Reinforcement learning with verifiable rewards (RLVR) has driven recent capability advances of large language models across various domains. Recent studies suggest that improved RLVR algorithms allow models to learn effectively from incorrect annotations, achieving performance comparable to learning from clean data. In this work, we show that these findings are invalid because the claimed 100% noisy training data is "contaminated" with clean data. After rectifying the dataset with a rigorous re-verification pipeline, we demonstrate that noise is destructive to RLVR. We show that existing RLVR algorithm improvements fail to mitigate the impact of noise, achieving similar performance to that of the basic GRPO. Furthermore, we find that the model trained on truly incorrect annotations performs 8-10% worse than the model trained on clean data across mathematical reasoning benchmarks. Finally, we show that these findings hold for real-world noise in Text2SQL tasks, where training on real-world, human annotation errors cause 5-12% lower accuracy than clean data. Our results show that current RLVR methods cannot yet compensate for poor data quality. High-quality data remains essential.

Figures (17)

• Figure 1: Noisy data significantly degrades RLVR performance, and existing algorithmic improvements fail to mitigate this impact. Using Qwen2.5-Math-7B as a base model, we show that training on 100% incorrect annotations sampled from the base model (red line) leads to performance similar to training with format-only rewards (purple line) and underperforms training on clean data (blue line) by 9%. Even with the best-performing algorithm among DAPO yu2025dapo, SAPO gao2025soft, Dr. GRPO liu2025understanding, TIS yao2025offpolicy, and PGFC cai2025reinforcement, training on 50% incorrect annotations yields performance similar to GRPO shao2024deepseekmath and underperforms clean data.
• Figure 2: Data re-verification pipeline for synthesizing truly noisy dataset. As shown in the two examples, we identify the issues of insufficient ground-truth annotations and inadequate equivalence checking, leading to correct annotations in the prior noisy dataset. We address them via a rigorous pipeline combining LLM annotation and human verification.

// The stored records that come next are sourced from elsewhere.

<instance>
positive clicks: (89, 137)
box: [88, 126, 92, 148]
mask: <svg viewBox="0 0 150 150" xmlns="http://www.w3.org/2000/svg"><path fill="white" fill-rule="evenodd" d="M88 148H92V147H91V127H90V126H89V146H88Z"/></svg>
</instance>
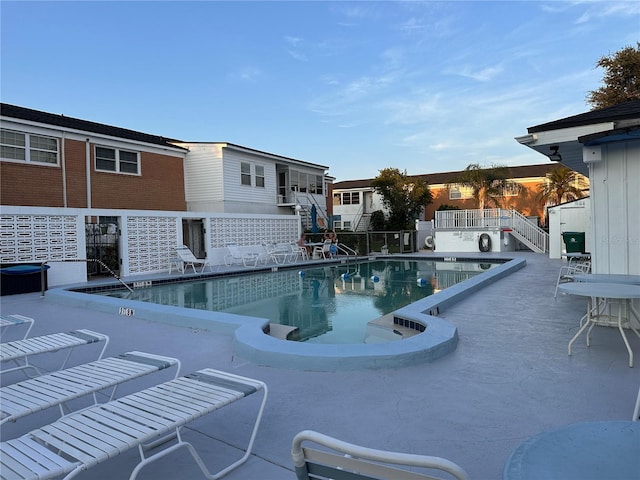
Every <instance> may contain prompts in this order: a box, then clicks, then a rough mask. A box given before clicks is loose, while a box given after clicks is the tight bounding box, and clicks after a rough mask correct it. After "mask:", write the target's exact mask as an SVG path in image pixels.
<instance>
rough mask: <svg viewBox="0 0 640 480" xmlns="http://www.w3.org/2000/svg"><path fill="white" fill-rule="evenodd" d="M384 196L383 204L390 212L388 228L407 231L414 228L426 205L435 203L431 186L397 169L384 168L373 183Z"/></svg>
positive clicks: (393, 229)
mask: <svg viewBox="0 0 640 480" xmlns="http://www.w3.org/2000/svg"><path fill="white" fill-rule="evenodd" d="M371 185H372V186H373V188H375V190H376V192H377V193H378V194H379V195H380V196H382V203H383V204H384V206H385V207H386V208H387V209H388V210H389V220H388V222H387V228H388V229H390V230H405V229H412V228H414V225H413V222H415V220H416V219H417V218H418V217H419V216H420V214H421V213H422V210H423V208H424V206H425V205H428V204H430V203H431V202H432V201H433V196H432V195H431V191H430V190H429V185H427V182H425V181H424V180H423V179H422V178H420V177H409V176H408V175H407V172H406V171H405V172H401V171H400V170H398V169H397V168H384V169H382V170H380V173H379V175H378V176H377V177H376V178H374V179H373V181H372V182H371Z"/></svg>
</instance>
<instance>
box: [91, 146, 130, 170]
mask: <svg viewBox="0 0 640 480" xmlns="http://www.w3.org/2000/svg"><path fill="white" fill-rule="evenodd" d="M139 164H140V162H139V159H138V153H137V152H131V151H128V150H120V149H118V148H109V147H98V146H96V170H99V171H103V172H116V173H130V174H133V175H137V174H138V173H140V168H139Z"/></svg>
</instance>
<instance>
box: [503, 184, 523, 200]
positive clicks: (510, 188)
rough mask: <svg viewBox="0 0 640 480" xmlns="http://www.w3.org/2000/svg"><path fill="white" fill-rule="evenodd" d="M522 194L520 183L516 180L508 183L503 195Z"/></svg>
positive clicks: (503, 189)
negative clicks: (520, 188) (520, 190)
mask: <svg viewBox="0 0 640 480" xmlns="http://www.w3.org/2000/svg"><path fill="white" fill-rule="evenodd" d="M519 194H520V184H519V183H515V182H509V183H507V184H506V185H505V186H504V188H503V189H502V196H504V197H517V196H518V195H519Z"/></svg>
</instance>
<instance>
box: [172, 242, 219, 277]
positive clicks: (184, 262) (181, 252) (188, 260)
mask: <svg viewBox="0 0 640 480" xmlns="http://www.w3.org/2000/svg"><path fill="white" fill-rule="evenodd" d="M174 249H175V252H176V255H178V258H180V260H181V261H182V269H181V271H182V273H184V271H185V270H186V269H187V268H188V267H191V268H193V273H198V272H197V271H196V265H202V269H201V270H200V273H202V272H204V269H205V268H206V267H209V270H210V271H213V268H212V267H211V264H210V263H209V262H208V261H207V259H206V258H196V256H195V255H194V254H193V252H192V251H191V250H190V249H189V247H187V246H186V245H181V246H177V247H174Z"/></svg>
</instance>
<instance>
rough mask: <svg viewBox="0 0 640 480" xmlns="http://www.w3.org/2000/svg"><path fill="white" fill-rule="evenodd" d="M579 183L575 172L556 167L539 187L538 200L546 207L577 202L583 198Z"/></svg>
mask: <svg viewBox="0 0 640 480" xmlns="http://www.w3.org/2000/svg"><path fill="white" fill-rule="evenodd" d="M581 183H582V179H581V178H580V177H578V173H577V172H576V171H574V170H571V169H570V168H568V167H565V166H564V165H558V166H557V167H556V168H554V169H552V170H550V171H549V173H548V174H547V181H546V182H545V183H544V184H543V185H542V186H541V187H540V189H539V191H538V198H539V199H540V201H542V202H543V203H544V204H545V205H548V206H553V205H559V204H561V203H564V202H570V201H572V200H577V199H579V198H582V197H584V194H583V192H582V189H581V188H580V186H581Z"/></svg>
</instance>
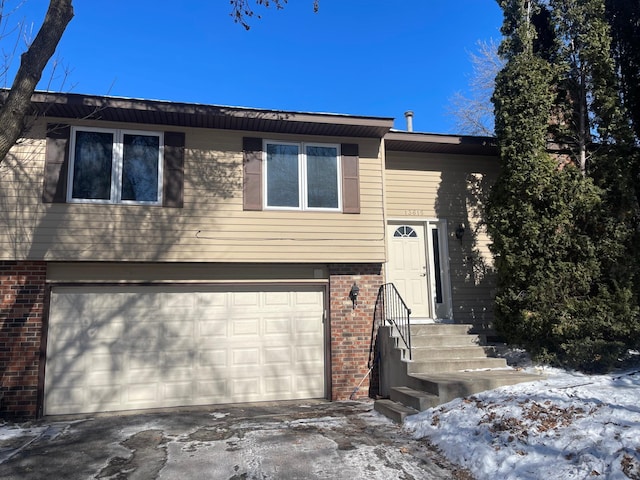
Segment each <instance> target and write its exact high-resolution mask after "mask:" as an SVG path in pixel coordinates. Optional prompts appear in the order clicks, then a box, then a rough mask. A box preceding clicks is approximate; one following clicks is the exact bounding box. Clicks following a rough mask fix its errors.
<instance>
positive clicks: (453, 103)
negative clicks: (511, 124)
mask: <svg viewBox="0 0 640 480" xmlns="http://www.w3.org/2000/svg"><path fill="white" fill-rule="evenodd" d="M498 46H499V44H498V42H497V41H496V40H494V39H491V40H489V41H484V40H481V41H478V42H477V44H476V47H477V52H475V53H470V54H469V59H470V60H471V64H472V68H473V71H472V74H471V77H470V79H469V94H470V95H469V96H465V95H463V94H462V93H459V92H458V93H456V94H454V96H453V97H452V98H451V99H450V102H451V106H450V107H449V114H450V115H451V116H453V117H454V119H455V125H456V130H457V131H458V132H459V133H464V134H468V135H493V134H494V131H493V105H492V103H491V96H492V95H493V89H494V86H495V78H496V75H497V74H498V72H499V71H500V70H501V69H502V66H503V64H504V62H503V61H502V59H501V58H500V56H499V55H498Z"/></svg>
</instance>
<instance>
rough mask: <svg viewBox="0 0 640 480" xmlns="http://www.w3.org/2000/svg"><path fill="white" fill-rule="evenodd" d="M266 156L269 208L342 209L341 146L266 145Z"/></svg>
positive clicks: (302, 209)
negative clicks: (340, 156) (340, 184)
mask: <svg viewBox="0 0 640 480" xmlns="http://www.w3.org/2000/svg"><path fill="white" fill-rule="evenodd" d="M264 152H265V156H266V158H265V162H264V169H265V171H264V185H265V188H264V192H265V205H266V207H267V208H274V209H299V210H336V211H339V210H340V209H341V208H342V205H341V198H340V197H341V195H340V179H341V174H340V161H339V159H340V148H339V147H338V146H337V145H324V144H308V143H284V142H271V141H266V142H265V146H264Z"/></svg>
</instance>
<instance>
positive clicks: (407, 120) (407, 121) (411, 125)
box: [404, 110, 413, 132]
mask: <svg viewBox="0 0 640 480" xmlns="http://www.w3.org/2000/svg"><path fill="white" fill-rule="evenodd" d="M404 118H406V119H407V132H413V112H412V111H411V110H407V111H406V112H404Z"/></svg>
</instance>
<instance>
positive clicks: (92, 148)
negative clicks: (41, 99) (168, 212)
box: [67, 127, 164, 205]
mask: <svg viewBox="0 0 640 480" xmlns="http://www.w3.org/2000/svg"><path fill="white" fill-rule="evenodd" d="M163 144H164V139H163V134H162V133H160V132H147V131H138V130H116V129H106V128H91V127H73V128H72V131H71V146H70V152H71V153H70V157H71V158H70V162H69V186H70V188H69V189H68V192H67V201H68V202H77V203H110V204H113V203H115V204H136V205H138V204H143V205H144V204H148V205H160V204H162V163H163V162H162V159H163Z"/></svg>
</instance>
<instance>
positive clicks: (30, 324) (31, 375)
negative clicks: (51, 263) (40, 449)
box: [0, 261, 47, 419]
mask: <svg viewBox="0 0 640 480" xmlns="http://www.w3.org/2000/svg"><path fill="white" fill-rule="evenodd" d="M46 274H47V264H46V263H45V262H13V261H0V415H1V416H7V417H11V418H15V419H27V418H35V417H36V414H37V401H38V369H39V355H40V341H41V339H42V317H43V312H44V301H45V283H46Z"/></svg>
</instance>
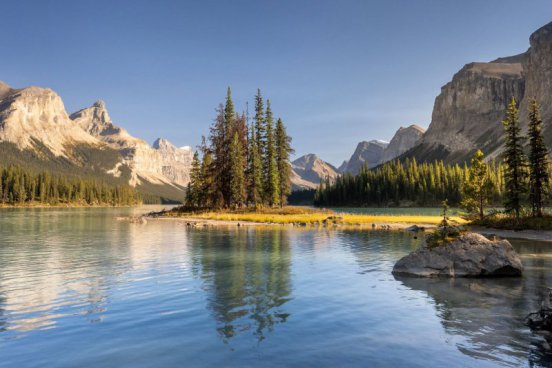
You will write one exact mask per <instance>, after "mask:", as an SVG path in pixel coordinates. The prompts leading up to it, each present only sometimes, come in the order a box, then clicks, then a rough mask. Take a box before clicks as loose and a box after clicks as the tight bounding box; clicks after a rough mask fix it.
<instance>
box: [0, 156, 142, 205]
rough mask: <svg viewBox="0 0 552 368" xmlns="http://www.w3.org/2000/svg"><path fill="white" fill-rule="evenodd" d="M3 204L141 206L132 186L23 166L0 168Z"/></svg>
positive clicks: (139, 199) (9, 166)
mask: <svg viewBox="0 0 552 368" xmlns="http://www.w3.org/2000/svg"><path fill="white" fill-rule="evenodd" d="M0 203H1V204H8V205H23V204H48V205H63V204H76V205H112V206H123V205H134V204H138V203H141V198H140V196H139V195H138V194H137V193H136V191H135V190H134V189H133V188H131V187H129V186H109V185H107V184H105V183H103V182H97V181H94V180H85V179H82V178H79V177H71V178H68V177H66V176H63V175H52V174H51V173H48V172H41V173H38V174H37V173H34V172H32V171H28V170H25V169H23V168H22V167H20V166H8V167H6V168H1V167H0Z"/></svg>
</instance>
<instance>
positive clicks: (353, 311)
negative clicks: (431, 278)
mask: <svg viewBox="0 0 552 368" xmlns="http://www.w3.org/2000/svg"><path fill="white" fill-rule="evenodd" d="M148 210H149V209H144V208H119V209H101V208H92V209H1V210H0V262H1V263H0V264H1V268H0V367H17V368H23V367H133V368H135V367H177V366H178V367H184V366H186V367H221V366H222V367H248V366H251V367H252V366H254V367H281V366H291V367H293V366H295V367H309V366H310V367H369V366H377V367H443V366H447V367H496V366H511V367H517V366H533V367H539V366H551V365H552V359H550V358H549V357H548V356H547V355H546V354H544V353H543V351H544V350H543V349H542V343H543V341H544V340H543V338H542V337H539V336H536V335H533V334H532V333H531V332H530V331H529V330H528V329H527V328H526V327H525V326H524V325H523V318H524V317H525V315H526V314H527V313H529V312H530V311H533V310H534V309H536V308H537V306H538V304H539V301H540V298H541V296H542V295H543V294H544V292H545V287H546V286H547V285H552V243H538V242H523V241H515V242H513V244H514V246H515V247H516V249H517V250H518V251H519V252H520V253H521V256H522V260H523V263H524V265H525V268H526V269H525V274H524V277H523V278H519V279H511V278H503V279H494V280H491V279H488V280H475V279H467V280H444V279H443V280H426V279H412V278H410V279H408V278H404V279H396V278H395V277H393V275H392V274H391V269H392V267H393V264H394V262H395V261H396V260H397V259H399V258H400V257H401V256H403V255H405V254H407V253H408V252H410V251H411V250H413V249H415V248H416V247H418V246H419V245H420V242H421V239H414V236H413V235H412V234H410V233H404V232H373V231H368V230H362V231H361V230H339V229H337V230H327V229H298V228H268V227H263V228H243V227H242V228H238V227H236V228H233V227H232V228H217V229H214V228H200V229H190V228H187V227H186V226H184V225H183V224H182V223H180V222H178V221H172V220H150V221H149V222H148V223H147V224H145V225H143V224H131V223H127V222H121V221H117V220H116V219H115V218H116V217H117V216H120V215H129V214H136V213H141V212H145V211H148Z"/></svg>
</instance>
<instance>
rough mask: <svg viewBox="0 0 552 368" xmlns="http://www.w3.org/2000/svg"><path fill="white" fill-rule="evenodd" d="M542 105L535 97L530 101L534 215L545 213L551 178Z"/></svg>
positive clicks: (529, 129) (530, 195) (531, 185)
mask: <svg viewBox="0 0 552 368" xmlns="http://www.w3.org/2000/svg"><path fill="white" fill-rule="evenodd" d="M539 110H540V107H539V104H538V102H537V101H536V100H535V99H533V100H531V102H530V103H529V133H528V135H529V147H530V148H529V200H530V203H531V214H532V216H533V217H542V216H543V215H544V211H543V208H544V199H545V198H546V195H547V189H548V186H549V182H550V178H549V173H548V149H547V147H546V145H545V143H544V137H543V135H542V119H541V117H540V111H539Z"/></svg>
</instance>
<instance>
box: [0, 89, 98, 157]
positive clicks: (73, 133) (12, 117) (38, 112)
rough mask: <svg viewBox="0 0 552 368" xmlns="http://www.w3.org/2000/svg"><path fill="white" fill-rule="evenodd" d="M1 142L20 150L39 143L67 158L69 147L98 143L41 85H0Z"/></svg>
mask: <svg viewBox="0 0 552 368" xmlns="http://www.w3.org/2000/svg"><path fill="white" fill-rule="evenodd" d="M0 94H2V97H1V103H0V142H2V141H6V142H11V143H14V144H15V145H16V146H17V147H18V148H19V149H34V148H35V146H36V142H40V143H41V144H42V145H44V146H45V147H47V148H48V149H49V150H50V151H51V152H52V153H53V154H54V155H56V156H65V157H67V148H68V146H71V145H74V144H79V143H86V144H91V145H98V144H99V142H98V141H97V140H96V139H94V138H93V137H92V136H90V135H89V134H87V133H86V132H84V131H83V130H82V129H80V128H79V127H78V126H75V125H74V124H73V122H72V121H71V120H70V119H69V117H68V116H67V113H66V112H65V106H64V105H63V101H62V100H61V97H60V96H59V95H57V94H56V93H55V92H54V91H52V90H51V89H47V88H41V87H27V88H23V89H12V88H10V87H9V86H7V85H6V84H5V83H3V84H2V86H0Z"/></svg>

• Figure 3: Both incorrect and random annotations significantly decrease the performance of RLVR: RLVR with incorrect annotations achieves comparable or lower accuracy (by 1.2--5.6%) than RLVR with format rewards, and lower accuracy (by 8.5--10.0%) than RLVR with clean data; RLVR with random annotations achieves significantly lower accuracy (by 6.7--27.8%) than the base model.
• Figure 4: Noise leads to lower pass@$k$ than the base model when $k>1$, showing that noise does not improve reasoning boundary.
• Figure 5: Training on noisy data results in increasing performance degradation (1.5--9.8%) as the noise proportion increases.